There is something about the simple white tents, just a few items on display, their best work, a cardboard box peeking out from a covered table with backup goods. I know they are just hoping to pull out the cardboard box because they’ve run low on their wares. A woman sits at the back of the tent in a tiny opening picking her cuticles. How difficult it must be to watch people assess and comment on her work as if she is invisible. She wishes she was invisible. Even worse were the artisans watching as people looked at their work as they passed not interested enough to look up close. It would be the equivalent of waiting to sign your book and having everyone pass you by for the person at the next table. It hurt to watch.

My husband and I love any kind of fair.  My kids hate them.  They have no patience for walking along at a snail’s pace, peering into this and that. I go into as many as my kids will allow before complete meltdowns. I especially love the photography booths.

Being a family of five, the upside to us walking into a tiny fair tent is that we fill it up.  People are drawn to a filled booth. The disadvantage is having kids in a tiny booth. Wiggly, dirty, sunscreen, mulch-covered, is-that-ice-cream-under-the mulch, type of children. Alas.

I had to go in this booth. The pictures were beautiful. There were the token flower shots, always pretty, but not really something that calls to you, that tells a story. My daughter loved these, as I did when I was her age and still do from a pretty point of view. However I turned around and saw this narrow street. The photographs were made to look like paintings, yet they were photographs. The colors, reds, yellows, blues, the brightest of blues, none made to match in a Disney-type world but rather the colors from discounted paints, glorious and stunning, and shabby and the street told the story.

Not a single person in view, yet there were people who were just out of the shot, who had just left for work, just gotten home, a mother and child playing out back. Surely there was a back. I stared at this picture uncertain why it told a story when so many others didn’t, the same way I wonder when I’m reading a book that is amazing, a book that is so similar to other books and yet you can picture the character’s red Converse, the ones the author never mentions her wearing. She wears them. Yes she does.

Chaos was beginning around me. I heard my older son negotiating with my husband. He swore he would not touch a thing if he would be allowed to go with his sister into the glass booth.

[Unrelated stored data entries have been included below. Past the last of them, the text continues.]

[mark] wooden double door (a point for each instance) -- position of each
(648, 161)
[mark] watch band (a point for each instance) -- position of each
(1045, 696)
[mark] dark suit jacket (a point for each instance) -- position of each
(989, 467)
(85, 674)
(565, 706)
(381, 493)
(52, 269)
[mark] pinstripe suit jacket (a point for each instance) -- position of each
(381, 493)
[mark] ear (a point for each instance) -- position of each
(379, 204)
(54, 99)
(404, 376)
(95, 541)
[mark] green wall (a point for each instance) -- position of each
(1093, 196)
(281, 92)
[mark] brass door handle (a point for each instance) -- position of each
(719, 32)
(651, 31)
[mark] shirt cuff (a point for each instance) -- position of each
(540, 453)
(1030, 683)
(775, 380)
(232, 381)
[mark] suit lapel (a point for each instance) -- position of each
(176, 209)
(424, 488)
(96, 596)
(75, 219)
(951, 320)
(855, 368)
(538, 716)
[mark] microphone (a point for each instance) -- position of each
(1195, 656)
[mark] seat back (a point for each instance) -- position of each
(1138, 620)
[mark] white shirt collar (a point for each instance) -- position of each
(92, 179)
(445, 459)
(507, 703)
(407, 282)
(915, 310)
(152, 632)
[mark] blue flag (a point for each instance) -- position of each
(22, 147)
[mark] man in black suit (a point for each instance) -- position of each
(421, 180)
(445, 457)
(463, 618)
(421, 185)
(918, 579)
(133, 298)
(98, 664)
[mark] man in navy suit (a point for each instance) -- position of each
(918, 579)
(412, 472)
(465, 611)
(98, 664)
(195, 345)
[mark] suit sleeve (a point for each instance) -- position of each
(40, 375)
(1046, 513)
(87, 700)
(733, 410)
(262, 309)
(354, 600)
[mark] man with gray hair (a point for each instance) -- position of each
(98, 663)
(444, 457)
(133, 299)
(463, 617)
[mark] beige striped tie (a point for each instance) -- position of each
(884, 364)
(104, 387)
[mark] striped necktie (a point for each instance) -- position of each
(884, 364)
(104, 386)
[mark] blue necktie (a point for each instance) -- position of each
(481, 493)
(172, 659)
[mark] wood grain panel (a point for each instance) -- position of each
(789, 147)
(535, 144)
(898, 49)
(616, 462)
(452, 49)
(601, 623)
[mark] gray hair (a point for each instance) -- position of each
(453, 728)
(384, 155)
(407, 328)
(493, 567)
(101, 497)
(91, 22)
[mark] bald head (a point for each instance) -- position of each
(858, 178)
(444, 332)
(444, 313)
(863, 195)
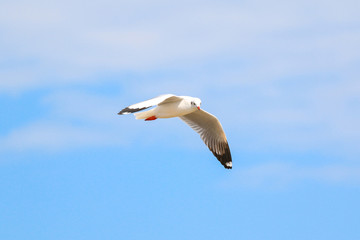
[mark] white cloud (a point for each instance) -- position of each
(71, 41)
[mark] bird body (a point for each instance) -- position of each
(187, 109)
(169, 109)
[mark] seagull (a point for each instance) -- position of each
(187, 109)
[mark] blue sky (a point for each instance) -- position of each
(282, 77)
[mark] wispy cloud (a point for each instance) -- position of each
(71, 41)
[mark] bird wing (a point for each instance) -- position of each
(149, 103)
(212, 133)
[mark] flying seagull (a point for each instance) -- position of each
(188, 110)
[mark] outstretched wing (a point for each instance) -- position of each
(149, 103)
(212, 133)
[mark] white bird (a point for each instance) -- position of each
(188, 110)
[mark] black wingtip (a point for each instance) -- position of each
(225, 159)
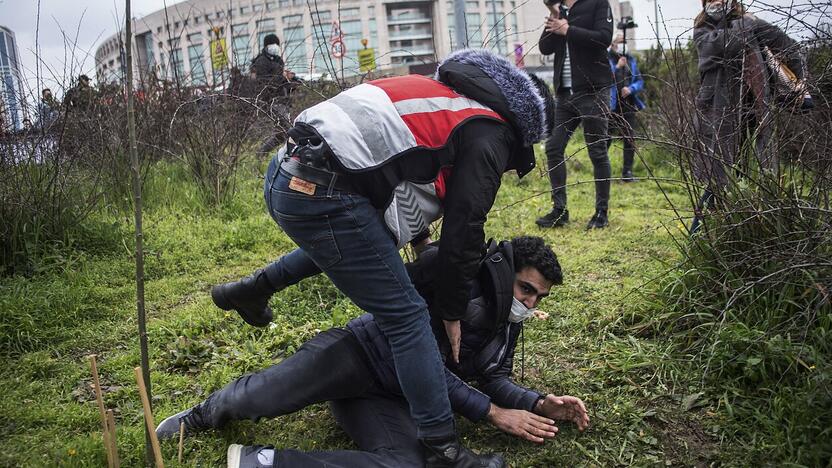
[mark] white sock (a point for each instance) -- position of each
(266, 457)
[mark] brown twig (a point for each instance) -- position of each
(148, 419)
(99, 399)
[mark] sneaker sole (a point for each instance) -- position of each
(168, 435)
(552, 224)
(234, 455)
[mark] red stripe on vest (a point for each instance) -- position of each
(440, 184)
(432, 129)
(399, 88)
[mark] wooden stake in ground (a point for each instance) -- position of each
(111, 423)
(148, 419)
(99, 398)
(181, 439)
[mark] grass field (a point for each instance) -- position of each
(646, 408)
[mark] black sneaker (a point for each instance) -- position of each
(250, 456)
(448, 453)
(598, 220)
(248, 296)
(170, 426)
(558, 217)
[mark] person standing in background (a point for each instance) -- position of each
(625, 103)
(578, 33)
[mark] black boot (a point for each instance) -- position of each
(558, 217)
(192, 419)
(447, 452)
(705, 203)
(249, 297)
(598, 220)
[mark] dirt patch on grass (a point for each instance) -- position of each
(685, 442)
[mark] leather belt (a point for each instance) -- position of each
(326, 179)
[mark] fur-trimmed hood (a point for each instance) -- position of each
(495, 82)
(525, 106)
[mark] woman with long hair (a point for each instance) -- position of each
(736, 95)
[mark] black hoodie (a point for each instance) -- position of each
(589, 36)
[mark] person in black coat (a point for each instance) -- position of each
(578, 33)
(268, 67)
(353, 369)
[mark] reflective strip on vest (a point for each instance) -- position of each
(367, 125)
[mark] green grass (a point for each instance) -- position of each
(647, 406)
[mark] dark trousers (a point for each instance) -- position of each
(571, 110)
(331, 367)
(346, 238)
(623, 120)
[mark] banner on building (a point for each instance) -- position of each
(518, 56)
(366, 59)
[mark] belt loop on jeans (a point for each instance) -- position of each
(331, 186)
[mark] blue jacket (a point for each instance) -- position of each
(635, 82)
(486, 352)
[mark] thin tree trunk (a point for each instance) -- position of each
(137, 210)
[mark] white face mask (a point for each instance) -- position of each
(519, 312)
(716, 11)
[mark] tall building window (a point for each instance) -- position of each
(352, 41)
(177, 64)
(410, 29)
(322, 29)
(240, 45)
(294, 40)
(473, 23)
(148, 51)
(195, 59)
(495, 26)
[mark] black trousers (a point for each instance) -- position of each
(331, 367)
(589, 110)
(623, 120)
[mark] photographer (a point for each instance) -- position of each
(625, 101)
(735, 94)
(578, 32)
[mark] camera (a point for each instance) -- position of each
(627, 23)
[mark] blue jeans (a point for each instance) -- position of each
(346, 238)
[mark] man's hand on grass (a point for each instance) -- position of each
(454, 332)
(522, 423)
(564, 408)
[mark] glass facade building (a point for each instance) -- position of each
(12, 96)
(222, 34)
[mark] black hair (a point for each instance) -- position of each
(532, 251)
(548, 101)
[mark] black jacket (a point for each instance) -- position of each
(271, 83)
(486, 352)
(589, 36)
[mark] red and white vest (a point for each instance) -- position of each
(369, 124)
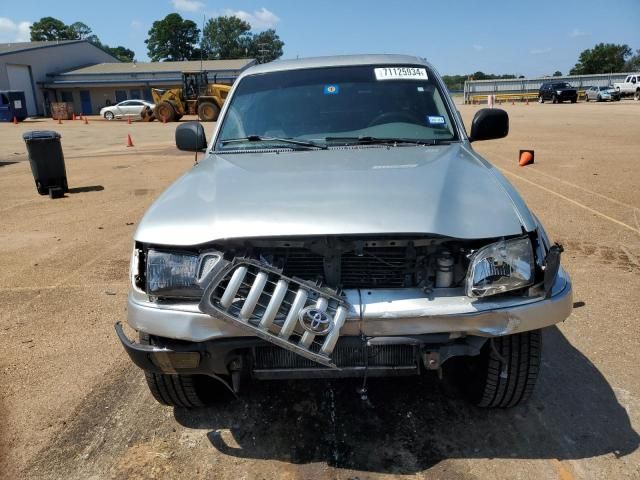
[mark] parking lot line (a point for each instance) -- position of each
(575, 202)
(605, 197)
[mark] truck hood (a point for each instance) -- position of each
(446, 190)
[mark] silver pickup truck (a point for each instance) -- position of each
(341, 225)
(630, 87)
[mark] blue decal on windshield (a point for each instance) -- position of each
(436, 120)
(331, 89)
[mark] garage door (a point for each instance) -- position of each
(20, 79)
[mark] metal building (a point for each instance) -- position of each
(93, 87)
(24, 66)
(482, 88)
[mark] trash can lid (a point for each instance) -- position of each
(40, 135)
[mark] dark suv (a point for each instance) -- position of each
(557, 92)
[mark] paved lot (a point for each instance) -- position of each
(72, 406)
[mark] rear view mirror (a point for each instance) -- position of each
(489, 123)
(190, 137)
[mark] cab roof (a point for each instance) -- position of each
(334, 61)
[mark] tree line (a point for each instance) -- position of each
(49, 28)
(174, 39)
(602, 58)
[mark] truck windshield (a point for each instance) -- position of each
(337, 106)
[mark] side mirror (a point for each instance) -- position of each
(190, 137)
(489, 123)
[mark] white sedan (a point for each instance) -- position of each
(127, 109)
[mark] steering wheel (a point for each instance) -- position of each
(389, 117)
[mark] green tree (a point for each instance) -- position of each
(226, 37)
(49, 28)
(603, 58)
(81, 31)
(172, 38)
(266, 46)
(121, 53)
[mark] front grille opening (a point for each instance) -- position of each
(347, 354)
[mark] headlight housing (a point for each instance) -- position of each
(177, 274)
(501, 267)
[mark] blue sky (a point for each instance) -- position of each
(525, 38)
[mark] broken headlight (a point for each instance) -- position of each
(500, 267)
(176, 274)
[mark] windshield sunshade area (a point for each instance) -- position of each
(337, 106)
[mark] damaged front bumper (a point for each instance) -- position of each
(377, 313)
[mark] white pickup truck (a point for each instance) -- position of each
(630, 86)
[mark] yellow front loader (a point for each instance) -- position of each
(196, 97)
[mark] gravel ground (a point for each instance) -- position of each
(72, 405)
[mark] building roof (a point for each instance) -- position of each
(161, 67)
(15, 47)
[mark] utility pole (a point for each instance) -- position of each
(262, 51)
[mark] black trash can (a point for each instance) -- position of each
(47, 162)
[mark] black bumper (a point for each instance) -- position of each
(379, 356)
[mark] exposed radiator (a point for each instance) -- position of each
(352, 354)
(293, 314)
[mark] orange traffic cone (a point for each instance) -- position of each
(526, 158)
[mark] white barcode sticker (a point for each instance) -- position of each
(401, 73)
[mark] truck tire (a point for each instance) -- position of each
(504, 374)
(165, 112)
(185, 391)
(208, 112)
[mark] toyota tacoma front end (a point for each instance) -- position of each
(341, 225)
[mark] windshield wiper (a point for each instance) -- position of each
(288, 141)
(367, 140)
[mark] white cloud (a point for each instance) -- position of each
(576, 32)
(11, 31)
(262, 19)
(187, 5)
(540, 51)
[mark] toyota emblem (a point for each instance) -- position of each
(315, 321)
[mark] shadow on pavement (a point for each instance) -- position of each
(411, 424)
(91, 188)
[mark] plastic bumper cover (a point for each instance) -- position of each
(381, 313)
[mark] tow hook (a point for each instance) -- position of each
(431, 360)
(236, 370)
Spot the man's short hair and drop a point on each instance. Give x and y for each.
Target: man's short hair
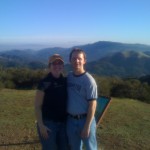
(78, 50)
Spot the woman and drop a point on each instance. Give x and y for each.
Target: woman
(50, 106)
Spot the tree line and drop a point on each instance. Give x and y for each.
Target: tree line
(25, 78)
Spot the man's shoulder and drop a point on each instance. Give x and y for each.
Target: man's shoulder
(89, 78)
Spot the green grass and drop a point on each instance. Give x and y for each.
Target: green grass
(125, 126)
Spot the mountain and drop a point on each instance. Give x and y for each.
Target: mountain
(103, 58)
(124, 64)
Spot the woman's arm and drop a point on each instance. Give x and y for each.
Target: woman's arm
(38, 113)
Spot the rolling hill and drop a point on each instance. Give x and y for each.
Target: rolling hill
(103, 58)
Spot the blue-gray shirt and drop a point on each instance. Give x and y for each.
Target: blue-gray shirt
(81, 90)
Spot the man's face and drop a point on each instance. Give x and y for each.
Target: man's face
(57, 67)
(77, 60)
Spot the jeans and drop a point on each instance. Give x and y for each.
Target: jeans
(57, 138)
(74, 128)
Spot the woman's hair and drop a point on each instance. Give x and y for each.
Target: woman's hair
(78, 50)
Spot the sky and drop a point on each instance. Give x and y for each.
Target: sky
(68, 23)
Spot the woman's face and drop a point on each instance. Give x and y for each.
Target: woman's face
(56, 67)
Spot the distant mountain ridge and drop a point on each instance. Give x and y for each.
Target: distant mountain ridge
(103, 57)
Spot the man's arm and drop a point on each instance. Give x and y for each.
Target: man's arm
(90, 115)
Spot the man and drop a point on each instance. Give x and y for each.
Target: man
(82, 95)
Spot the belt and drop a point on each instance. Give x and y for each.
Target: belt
(79, 116)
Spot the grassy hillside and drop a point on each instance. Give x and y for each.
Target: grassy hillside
(125, 125)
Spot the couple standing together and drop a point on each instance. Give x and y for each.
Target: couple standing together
(65, 108)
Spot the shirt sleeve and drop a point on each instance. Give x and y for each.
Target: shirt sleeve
(91, 90)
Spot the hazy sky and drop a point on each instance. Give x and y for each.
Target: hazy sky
(72, 22)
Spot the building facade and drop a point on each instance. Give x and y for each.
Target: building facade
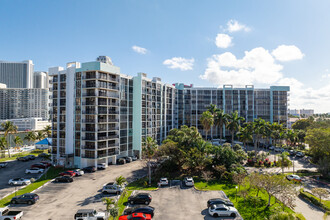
(17, 74)
(23, 103)
(100, 114)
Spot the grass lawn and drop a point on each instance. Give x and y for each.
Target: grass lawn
(141, 184)
(51, 174)
(249, 208)
(14, 156)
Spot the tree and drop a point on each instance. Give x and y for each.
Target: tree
(8, 127)
(207, 121)
(234, 124)
(120, 180)
(149, 150)
(17, 141)
(220, 119)
(320, 192)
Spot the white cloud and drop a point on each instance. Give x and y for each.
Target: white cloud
(223, 41)
(233, 26)
(287, 53)
(139, 50)
(179, 63)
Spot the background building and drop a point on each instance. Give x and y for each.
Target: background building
(17, 74)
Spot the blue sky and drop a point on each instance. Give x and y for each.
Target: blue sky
(52, 33)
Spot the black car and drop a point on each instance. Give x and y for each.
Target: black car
(219, 201)
(140, 198)
(90, 169)
(121, 161)
(140, 209)
(27, 198)
(64, 179)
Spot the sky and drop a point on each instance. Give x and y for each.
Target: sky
(205, 43)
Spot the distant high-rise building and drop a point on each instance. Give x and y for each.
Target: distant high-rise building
(17, 74)
(40, 80)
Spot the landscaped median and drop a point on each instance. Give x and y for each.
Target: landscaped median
(46, 177)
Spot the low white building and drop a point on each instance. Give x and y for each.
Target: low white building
(29, 124)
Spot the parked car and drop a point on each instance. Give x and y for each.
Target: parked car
(28, 198)
(3, 165)
(31, 157)
(137, 216)
(163, 182)
(188, 181)
(293, 177)
(140, 209)
(34, 170)
(222, 210)
(300, 154)
(24, 159)
(101, 166)
(39, 165)
(46, 163)
(89, 214)
(219, 201)
(90, 169)
(79, 172)
(68, 173)
(121, 161)
(19, 181)
(64, 179)
(5, 214)
(140, 198)
(114, 188)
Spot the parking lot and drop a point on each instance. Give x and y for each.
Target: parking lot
(182, 203)
(15, 169)
(60, 201)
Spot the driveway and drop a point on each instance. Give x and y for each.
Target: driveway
(182, 203)
(60, 201)
(15, 169)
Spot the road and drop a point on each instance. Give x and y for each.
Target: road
(60, 201)
(15, 169)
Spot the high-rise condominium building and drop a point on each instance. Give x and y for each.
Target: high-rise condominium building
(23, 103)
(17, 74)
(100, 115)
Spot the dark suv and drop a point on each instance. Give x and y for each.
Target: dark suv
(140, 198)
(28, 198)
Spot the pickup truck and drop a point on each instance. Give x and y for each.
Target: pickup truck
(5, 214)
(89, 214)
(3, 165)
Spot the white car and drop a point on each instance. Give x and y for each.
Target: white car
(34, 170)
(222, 210)
(188, 181)
(163, 182)
(79, 172)
(19, 181)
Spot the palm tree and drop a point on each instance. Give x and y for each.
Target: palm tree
(149, 149)
(8, 127)
(245, 134)
(221, 119)
(3, 143)
(212, 109)
(17, 141)
(30, 137)
(47, 130)
(207, 121)
(233, 124)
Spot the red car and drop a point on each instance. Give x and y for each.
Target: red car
(39, 165)
(68, 173)
(47, 164)
(135, 216)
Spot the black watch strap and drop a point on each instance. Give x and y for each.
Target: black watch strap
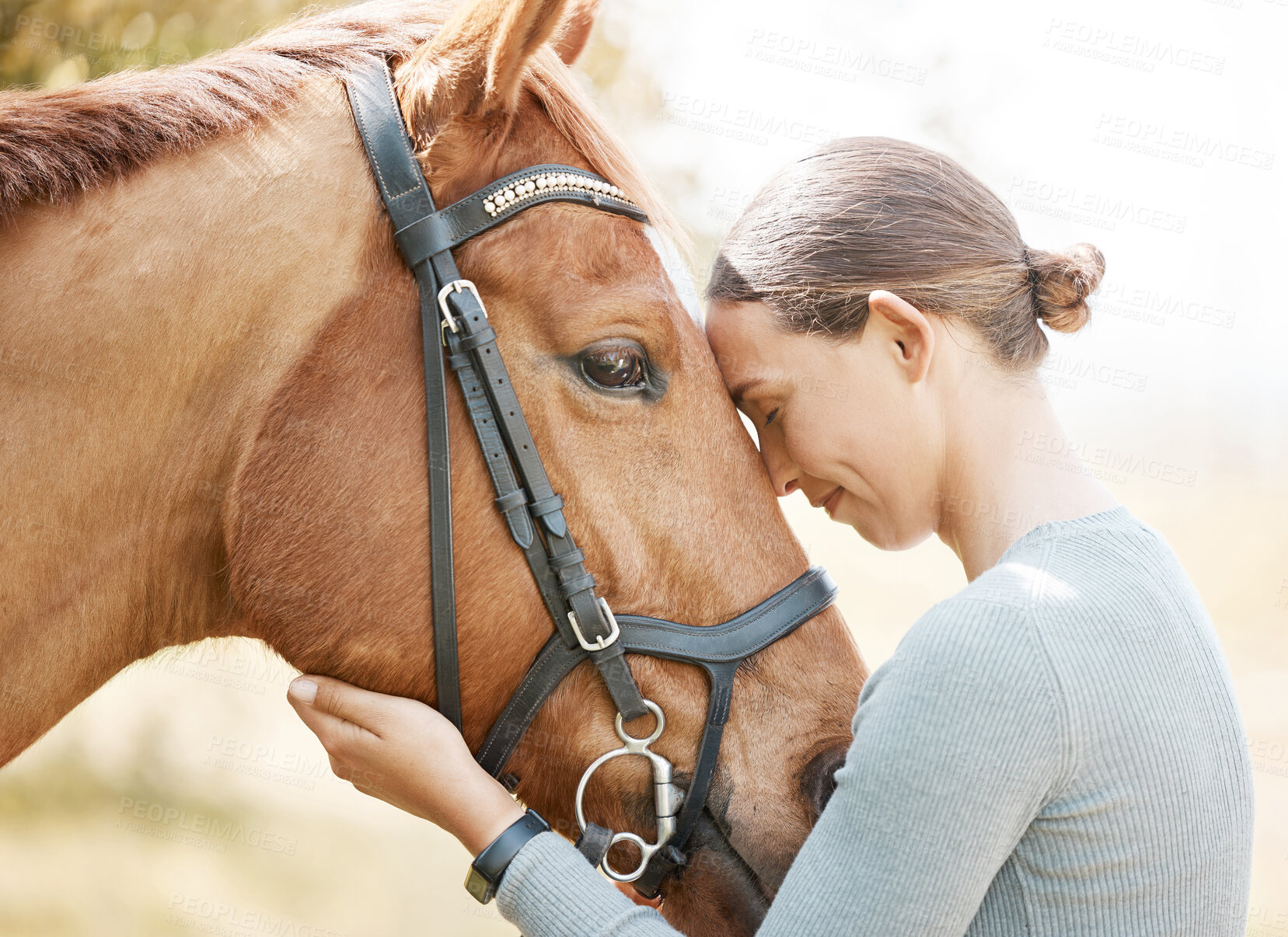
(490, 866)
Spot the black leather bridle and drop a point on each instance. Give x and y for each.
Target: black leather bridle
(452, 315)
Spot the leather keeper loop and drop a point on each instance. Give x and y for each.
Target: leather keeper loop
(578, 583)
(480, 339)
(511, 500)
(564, 560)
(545, 506)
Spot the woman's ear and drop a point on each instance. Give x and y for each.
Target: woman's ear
(906, 329)
(473, 68)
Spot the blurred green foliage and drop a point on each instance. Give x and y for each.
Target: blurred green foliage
(60, 43)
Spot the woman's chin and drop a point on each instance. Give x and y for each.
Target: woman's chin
(881, 532)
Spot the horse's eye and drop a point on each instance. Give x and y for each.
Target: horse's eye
(619, 367)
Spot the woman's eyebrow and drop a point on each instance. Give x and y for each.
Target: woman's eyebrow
(742, 386)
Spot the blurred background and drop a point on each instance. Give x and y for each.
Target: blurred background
(186, 797)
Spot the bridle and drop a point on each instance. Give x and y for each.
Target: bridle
(452, 317)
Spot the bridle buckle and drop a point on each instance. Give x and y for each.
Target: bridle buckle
(458, 286)
(600, 641)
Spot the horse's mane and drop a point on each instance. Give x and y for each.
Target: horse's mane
(58, 145)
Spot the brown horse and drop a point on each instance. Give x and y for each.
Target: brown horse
(213, 417)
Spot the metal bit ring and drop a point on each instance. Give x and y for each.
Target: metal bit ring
(666, 796)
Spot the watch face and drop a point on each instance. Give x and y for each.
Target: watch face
(480, 887)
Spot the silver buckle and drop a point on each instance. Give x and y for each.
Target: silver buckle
(456, 286)
(600, 643)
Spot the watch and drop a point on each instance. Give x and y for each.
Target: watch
(490, 866)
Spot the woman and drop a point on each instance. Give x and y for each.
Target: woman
(1054, 751)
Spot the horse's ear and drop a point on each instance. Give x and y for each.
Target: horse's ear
(474, 66)
(576, 30)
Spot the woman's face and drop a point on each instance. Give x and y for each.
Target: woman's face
(852, 423)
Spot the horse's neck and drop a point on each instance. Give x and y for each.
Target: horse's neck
(142, 331)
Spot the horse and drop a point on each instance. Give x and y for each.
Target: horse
(214, 423)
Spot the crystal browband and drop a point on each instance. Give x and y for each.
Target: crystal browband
(541, 183)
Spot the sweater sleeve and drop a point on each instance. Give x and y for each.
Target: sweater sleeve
(960, 739)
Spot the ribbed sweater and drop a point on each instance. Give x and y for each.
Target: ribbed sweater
(1055, 751)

There was a glass maker putting on a display and after seeing that, my six year old was mesmerized by the glass booths. Off the two older ones went, us knowing it was foolish, yet wanting just a moment so we could both look a these photographs. I told my husband we needed this street. He turned and said, “Look at that door.”

And there she was.

The door, a sun-washed amber, in a royal blue house, the royal blue was the multi-layered colors of a favorite pair of old jeans. The inside edge of the door was turquoise and an inch of barn-red wood framed the outer edge of the door. There was a small wooden sign, askew of center that read “Welcome”. The textures captured me, arrested me.

I spoke to the photographer. He was visiting Mexico. For this particular shot he took fourteen pictures changing only the camera’s settings on each take. The camera didn’t move. Then he overlaid the pictures to create one, the one that tells the story.

We bought the door photograph.

It is relatively easy to take a photo, never easier really with the digital cameras now available. But the artist takes fourteen and finds a way to make his vision come to life.

We write out the first draft. But the artist edits, and rewrites, each time taking out a word and replacing it with something better that brings that story more detail, more life, more, more, more.

Don’t give up on your story. Realize you’re just looking at the first shot, the shot you took with a point-and-shoot. Now is the time to write harder, work harder, make the door come to life.  Make the reader feel who has just walked out that door and what kind of shoes they wear without you ever having to write it.

Because you are that good. You just have to keep going when a normal person would stop.